Segera dia langkahkan kaki memasuki gedung yang hampir seluruhnya dilapisi cat warna putih itu. Peraturan masuk perpustakan adalah tidak boleh membawa tas. Dia kembali merogoh totebagnya mengambil kartu anggota perpustakaan dan membawa beberapa hal yang diperlukan untuk dibawa masuk. Setelah dia mescan kartu anggota, dia menuju ke lantai dua. Ini adalah susasana yang dia suka. Selain sunyi--hanya suara langkah kaki, mahasiswa yang membalik lembar-perlembar kertas, dan ketikan di laptopnya, yaitu aroma buku yang tidak pernah ingkar janji.

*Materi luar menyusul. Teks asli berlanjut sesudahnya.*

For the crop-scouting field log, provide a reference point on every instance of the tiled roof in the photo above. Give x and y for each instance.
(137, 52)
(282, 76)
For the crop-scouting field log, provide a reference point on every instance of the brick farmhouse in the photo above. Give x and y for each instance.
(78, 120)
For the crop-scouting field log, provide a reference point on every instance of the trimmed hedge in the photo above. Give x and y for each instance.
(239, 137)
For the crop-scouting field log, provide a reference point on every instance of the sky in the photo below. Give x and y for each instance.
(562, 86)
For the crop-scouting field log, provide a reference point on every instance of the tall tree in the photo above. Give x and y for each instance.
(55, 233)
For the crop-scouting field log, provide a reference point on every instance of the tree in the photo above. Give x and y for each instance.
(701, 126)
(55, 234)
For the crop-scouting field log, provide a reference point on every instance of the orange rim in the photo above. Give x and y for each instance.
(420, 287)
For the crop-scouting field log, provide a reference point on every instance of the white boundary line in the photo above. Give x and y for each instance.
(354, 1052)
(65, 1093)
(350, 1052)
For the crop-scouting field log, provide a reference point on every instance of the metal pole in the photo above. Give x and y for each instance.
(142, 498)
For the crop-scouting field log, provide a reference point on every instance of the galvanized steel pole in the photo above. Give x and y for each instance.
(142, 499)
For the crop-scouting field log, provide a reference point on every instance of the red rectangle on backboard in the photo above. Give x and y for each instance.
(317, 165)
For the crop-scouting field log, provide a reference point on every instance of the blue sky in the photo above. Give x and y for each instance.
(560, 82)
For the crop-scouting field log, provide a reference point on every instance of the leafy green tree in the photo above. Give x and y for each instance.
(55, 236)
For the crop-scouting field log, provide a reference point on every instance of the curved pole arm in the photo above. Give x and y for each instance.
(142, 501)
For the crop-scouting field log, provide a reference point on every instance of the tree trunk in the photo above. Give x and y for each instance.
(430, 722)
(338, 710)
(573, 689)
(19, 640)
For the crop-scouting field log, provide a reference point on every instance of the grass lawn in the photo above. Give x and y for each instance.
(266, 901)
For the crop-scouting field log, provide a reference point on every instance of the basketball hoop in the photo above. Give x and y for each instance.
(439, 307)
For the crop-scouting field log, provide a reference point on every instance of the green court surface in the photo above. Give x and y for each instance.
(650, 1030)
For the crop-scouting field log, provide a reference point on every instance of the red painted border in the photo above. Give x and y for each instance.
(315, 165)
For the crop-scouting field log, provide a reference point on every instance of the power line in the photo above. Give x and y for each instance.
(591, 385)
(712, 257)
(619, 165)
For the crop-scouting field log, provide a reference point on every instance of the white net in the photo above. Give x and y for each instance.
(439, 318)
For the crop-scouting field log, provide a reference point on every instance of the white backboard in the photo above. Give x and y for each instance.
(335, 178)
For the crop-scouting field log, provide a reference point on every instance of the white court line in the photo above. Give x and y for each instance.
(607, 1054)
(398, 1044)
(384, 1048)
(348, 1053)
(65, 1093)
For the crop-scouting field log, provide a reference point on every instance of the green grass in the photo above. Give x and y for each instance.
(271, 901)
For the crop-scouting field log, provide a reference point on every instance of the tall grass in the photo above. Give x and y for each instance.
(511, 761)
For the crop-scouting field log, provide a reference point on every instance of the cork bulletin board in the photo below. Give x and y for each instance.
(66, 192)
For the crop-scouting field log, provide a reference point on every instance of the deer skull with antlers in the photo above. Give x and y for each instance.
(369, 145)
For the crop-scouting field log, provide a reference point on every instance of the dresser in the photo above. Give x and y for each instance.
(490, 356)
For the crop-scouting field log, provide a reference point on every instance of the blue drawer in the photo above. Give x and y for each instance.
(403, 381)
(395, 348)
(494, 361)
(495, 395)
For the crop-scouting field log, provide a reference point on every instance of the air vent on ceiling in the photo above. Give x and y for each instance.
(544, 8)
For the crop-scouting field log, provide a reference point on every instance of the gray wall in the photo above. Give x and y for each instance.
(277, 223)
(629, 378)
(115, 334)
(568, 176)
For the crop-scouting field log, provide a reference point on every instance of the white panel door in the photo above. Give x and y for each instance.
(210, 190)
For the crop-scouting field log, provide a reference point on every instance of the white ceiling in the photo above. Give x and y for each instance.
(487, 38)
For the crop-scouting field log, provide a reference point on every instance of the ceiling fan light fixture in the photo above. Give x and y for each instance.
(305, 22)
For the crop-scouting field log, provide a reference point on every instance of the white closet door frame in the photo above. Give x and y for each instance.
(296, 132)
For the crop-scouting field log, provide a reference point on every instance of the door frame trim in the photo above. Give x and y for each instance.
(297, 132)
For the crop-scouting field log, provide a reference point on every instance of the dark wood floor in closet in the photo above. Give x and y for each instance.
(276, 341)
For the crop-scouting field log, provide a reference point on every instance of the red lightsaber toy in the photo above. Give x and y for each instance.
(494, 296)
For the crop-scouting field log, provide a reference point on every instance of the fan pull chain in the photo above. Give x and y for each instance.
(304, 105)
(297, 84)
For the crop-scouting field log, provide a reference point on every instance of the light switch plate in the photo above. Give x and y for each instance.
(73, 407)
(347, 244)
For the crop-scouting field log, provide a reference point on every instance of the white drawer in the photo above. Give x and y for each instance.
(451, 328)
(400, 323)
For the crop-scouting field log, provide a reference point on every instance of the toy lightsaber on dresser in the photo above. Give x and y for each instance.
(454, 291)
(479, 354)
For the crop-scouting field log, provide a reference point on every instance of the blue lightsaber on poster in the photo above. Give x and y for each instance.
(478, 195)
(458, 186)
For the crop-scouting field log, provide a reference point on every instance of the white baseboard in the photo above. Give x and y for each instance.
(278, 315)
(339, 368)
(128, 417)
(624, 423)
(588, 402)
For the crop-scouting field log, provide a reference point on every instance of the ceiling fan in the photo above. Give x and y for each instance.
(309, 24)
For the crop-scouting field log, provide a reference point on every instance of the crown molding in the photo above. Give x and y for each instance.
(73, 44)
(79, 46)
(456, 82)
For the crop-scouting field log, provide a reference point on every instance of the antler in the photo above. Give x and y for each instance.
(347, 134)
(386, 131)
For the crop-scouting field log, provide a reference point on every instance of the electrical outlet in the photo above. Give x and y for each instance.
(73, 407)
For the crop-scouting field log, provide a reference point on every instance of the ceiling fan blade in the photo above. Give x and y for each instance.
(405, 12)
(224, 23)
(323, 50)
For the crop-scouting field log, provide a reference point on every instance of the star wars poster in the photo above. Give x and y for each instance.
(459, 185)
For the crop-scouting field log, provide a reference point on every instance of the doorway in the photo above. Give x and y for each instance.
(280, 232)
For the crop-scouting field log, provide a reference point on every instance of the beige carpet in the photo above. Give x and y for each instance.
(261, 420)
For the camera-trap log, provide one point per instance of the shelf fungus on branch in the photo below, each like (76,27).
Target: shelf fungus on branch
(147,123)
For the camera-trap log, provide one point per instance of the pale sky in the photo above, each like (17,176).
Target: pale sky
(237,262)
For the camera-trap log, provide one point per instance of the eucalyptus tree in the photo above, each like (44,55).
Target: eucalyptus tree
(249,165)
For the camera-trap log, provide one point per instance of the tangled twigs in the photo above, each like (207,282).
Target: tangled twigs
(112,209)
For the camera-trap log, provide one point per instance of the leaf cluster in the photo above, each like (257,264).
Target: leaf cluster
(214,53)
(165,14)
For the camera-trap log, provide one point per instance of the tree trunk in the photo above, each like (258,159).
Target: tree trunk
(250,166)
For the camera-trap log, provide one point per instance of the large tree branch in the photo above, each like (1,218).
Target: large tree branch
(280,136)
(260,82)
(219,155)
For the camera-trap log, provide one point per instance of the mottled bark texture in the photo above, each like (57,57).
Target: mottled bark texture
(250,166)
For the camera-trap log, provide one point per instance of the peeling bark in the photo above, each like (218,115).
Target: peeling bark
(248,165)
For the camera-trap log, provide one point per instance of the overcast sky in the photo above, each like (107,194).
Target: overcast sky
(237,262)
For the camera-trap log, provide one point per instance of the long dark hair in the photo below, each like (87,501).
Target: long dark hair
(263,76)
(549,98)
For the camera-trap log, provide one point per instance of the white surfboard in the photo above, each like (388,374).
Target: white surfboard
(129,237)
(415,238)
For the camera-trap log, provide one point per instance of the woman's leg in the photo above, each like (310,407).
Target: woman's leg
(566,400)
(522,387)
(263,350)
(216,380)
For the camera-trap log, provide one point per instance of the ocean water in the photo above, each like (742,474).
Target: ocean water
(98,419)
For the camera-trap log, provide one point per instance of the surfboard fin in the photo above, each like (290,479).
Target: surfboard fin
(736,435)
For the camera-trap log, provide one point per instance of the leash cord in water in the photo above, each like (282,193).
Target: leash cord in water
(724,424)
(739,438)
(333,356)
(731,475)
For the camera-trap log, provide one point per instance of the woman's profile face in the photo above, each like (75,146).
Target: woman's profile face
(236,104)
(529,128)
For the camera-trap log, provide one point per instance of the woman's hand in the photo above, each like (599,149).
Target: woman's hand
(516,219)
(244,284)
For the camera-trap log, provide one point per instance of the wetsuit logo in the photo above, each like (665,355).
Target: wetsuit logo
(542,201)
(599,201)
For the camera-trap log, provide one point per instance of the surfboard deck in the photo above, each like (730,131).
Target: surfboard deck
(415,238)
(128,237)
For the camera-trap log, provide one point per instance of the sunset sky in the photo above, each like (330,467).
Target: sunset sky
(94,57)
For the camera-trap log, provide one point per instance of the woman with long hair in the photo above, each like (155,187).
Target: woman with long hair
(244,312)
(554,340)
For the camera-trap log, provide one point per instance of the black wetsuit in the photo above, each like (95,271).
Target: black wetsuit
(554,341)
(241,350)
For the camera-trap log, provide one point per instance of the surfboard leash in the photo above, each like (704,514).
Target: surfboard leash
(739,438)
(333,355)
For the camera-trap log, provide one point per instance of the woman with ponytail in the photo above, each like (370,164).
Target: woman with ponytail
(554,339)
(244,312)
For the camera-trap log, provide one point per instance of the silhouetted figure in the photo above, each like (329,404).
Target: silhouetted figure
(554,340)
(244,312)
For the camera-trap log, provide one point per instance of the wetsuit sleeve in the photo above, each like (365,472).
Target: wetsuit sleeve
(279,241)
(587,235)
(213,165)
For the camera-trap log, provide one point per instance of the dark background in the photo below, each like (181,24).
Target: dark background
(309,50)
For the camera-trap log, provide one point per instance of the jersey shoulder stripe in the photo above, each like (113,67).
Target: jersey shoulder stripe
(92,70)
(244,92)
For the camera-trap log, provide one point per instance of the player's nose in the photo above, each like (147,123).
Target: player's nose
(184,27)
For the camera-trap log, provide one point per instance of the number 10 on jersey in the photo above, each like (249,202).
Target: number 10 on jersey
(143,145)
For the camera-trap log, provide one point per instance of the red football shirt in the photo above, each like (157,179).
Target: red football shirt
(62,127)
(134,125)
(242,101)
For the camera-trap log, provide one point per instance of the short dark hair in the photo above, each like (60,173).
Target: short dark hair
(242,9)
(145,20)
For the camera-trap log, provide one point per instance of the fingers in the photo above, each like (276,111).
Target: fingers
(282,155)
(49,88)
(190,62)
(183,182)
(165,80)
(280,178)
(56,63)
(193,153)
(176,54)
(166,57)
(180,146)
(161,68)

Dia menelusuri rak satu ke satunya, lorong satu ke lorong selanjutnya, dan sesekali berhenti, teralihkan fokusnya kepada buku yang terselip diantara jejeran buku Bahasa. Sedangkan buku ini kategori sastra. Bagaimana mungkin pustakawan salah meletakkan? Dasar tidak teliti gumamnya sambil mengambil buku itu. Pulang - Leila S. Chudori. Novel yang berlatar belakang mengenai tiga peristiwa bersejarah di Indonesia. Kau tahu tidak?

"Ran"
Terdengar suara lirih memanggil namanya "Rana". Rana masih melirikkan pandangannya ke kanan dan ke kiri dengan waswas.
"Hei, ngapain? Kayak maling ketangkep aja." Ucapnya menghampiri sambil menepuk pundak Rana. "Eh enggak, ekspresi kamu tuh kayak ketahuan, oh jadi Rana yang selama ini pinjem buku ga dibalikin?" Hahahah.
"Apasih Pam. Kamu sendiri ngapain di sini?"
"Berak"
"Bodoh"
"Sudah jelas ini perpustakaan"
"Bolos mata kuliah?"
"Tidur"

---

Pramudya. Aku memanggilnya Pam. Bukan panggilan kesayangan. Bukan karena menyukainya, dan bukan apa-apa. Bagiku Pramudya tidak ada pada dirinya. Pramudya yang berarti kepintaran atau hikmat dalam Bahasa Sansekerta, dan Pramudya yang berarti bijaksana dalam Bahasa Jawa sama sekali bukan Pam. Sosok manusia ini bukan teman sekelasku. Aku bertemu dengannya di hari Senin. Bukan senin ini. Tepatnya Senin saat pertama kali aku menginjakkan kaki di kampus ini. Senin penuh keputusan. Senin penuh pertimbangan. Senin awal aku memiliki pengalaman, bahkan pelajaran yang tidak akan pernah bisa diulang.

Pam bodoh, suka bolos mata kuliah, tidak bisa mengambil keputusan--aku tahu, karena selalu aku yang memilih harus kemana langkah kakinya diinjakkan bahkan semester ini dia mengulang dan suka merepotkan. Tetapi, tetap saja aku mau memarahinya jika tugas kuliah tidak dikerjakan. Namun, kelebihan Pam adalah selalu ada. Entah tujuan dia apa. Tetapi, setiap hari aku berterima kasih kepada Tuhan. Telah mempertemukanku dengan Pramudya.